Antarctica Scenery

I have always been fascinated by ice.  I remember the first time I was able to see a glacier.  I came home with hundreds of pictures.  I love how it’s sometimes clear or white or blue, and every shade of color in between.  But of course, the blue is the best.  How wonderful to float by giant icebergs of so many sizes and textures silently knowing there is even more beneath the surface that you cannot see.  Although seeing thousands of penguins and hundreds of whales might seem like the highlight of going to Antarctica, I’d have to say the icebergs and the winter wonderland scenery was actually the highlight for me.

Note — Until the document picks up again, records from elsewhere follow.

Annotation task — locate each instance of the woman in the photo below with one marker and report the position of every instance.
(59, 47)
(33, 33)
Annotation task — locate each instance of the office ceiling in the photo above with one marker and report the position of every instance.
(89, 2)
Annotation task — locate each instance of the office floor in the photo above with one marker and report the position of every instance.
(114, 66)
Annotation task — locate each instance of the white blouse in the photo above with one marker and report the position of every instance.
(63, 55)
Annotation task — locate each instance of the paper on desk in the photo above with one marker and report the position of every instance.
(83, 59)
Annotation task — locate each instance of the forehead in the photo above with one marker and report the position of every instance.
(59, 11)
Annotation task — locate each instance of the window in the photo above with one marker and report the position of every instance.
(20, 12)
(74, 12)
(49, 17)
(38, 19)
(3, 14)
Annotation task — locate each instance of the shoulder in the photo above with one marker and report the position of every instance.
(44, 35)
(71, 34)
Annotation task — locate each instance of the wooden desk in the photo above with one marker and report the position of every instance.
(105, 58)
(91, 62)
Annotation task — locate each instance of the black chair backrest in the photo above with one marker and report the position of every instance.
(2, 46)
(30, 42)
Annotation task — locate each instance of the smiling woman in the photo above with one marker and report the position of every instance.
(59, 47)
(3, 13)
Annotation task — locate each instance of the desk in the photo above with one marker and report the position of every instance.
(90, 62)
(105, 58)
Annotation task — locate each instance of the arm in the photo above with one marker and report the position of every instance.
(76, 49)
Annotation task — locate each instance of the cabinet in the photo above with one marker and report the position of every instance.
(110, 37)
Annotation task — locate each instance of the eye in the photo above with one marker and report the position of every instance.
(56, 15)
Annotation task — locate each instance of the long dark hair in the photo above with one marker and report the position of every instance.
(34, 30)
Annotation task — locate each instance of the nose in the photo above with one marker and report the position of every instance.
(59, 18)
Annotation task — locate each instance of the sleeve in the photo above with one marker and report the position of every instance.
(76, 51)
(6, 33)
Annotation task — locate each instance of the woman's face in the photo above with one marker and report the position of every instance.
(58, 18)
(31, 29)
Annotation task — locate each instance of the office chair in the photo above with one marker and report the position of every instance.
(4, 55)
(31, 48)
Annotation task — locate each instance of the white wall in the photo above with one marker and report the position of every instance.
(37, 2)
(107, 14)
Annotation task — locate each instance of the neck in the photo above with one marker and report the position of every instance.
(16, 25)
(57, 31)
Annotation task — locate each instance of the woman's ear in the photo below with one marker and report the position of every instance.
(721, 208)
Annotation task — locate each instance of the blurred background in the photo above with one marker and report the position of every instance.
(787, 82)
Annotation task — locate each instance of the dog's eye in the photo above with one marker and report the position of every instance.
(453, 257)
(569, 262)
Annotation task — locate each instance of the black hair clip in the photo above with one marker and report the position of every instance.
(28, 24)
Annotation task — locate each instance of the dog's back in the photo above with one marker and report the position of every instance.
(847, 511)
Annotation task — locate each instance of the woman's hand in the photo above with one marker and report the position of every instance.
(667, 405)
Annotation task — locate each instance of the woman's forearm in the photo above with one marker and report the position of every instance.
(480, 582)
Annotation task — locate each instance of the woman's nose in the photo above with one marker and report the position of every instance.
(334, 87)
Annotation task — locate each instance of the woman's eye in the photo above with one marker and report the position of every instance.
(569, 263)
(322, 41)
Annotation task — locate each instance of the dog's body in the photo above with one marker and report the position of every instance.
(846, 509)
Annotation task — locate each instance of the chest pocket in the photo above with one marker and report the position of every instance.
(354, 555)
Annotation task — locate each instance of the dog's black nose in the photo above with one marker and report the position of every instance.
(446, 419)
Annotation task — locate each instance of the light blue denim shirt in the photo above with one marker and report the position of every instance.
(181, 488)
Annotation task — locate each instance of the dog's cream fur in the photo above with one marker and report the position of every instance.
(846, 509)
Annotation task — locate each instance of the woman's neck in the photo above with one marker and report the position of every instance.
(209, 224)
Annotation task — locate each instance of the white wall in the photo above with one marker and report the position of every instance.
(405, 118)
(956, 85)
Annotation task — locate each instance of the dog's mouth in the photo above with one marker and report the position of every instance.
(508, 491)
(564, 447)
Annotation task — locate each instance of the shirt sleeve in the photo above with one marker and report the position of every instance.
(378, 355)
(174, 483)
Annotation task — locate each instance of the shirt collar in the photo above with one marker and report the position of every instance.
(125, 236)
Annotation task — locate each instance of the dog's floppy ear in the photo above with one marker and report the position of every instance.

It was so amazing see glaciers or snow fields so thick that the snow on the island appears thicker than the land mass below it.  To realize that some of that snow and ice has been there for 15 million years and that some of that land mass hasn’t seen the light of day in that long – it’s hard to fathom.  The ice, snow, wind and waves produce an innumerable amount of shapes, sizes and patterns in the snow and ice.  You never tire of looking at the next iceberg or snow field.  Even though we didn’t see any glaciers calving, we could hear them moving.  Any time you sat quiet you could hear the low random rumbles of snow and ice shifting and moving.  You’d look off in the distance and expect to see the side of the mountain drop into the sea, but we didn’t get to see that.  It was still amazing to hear the movement.  You could see evidence of the movement in the avalanche debris on almost every steep slope and the icebergs small and large floating in every bay.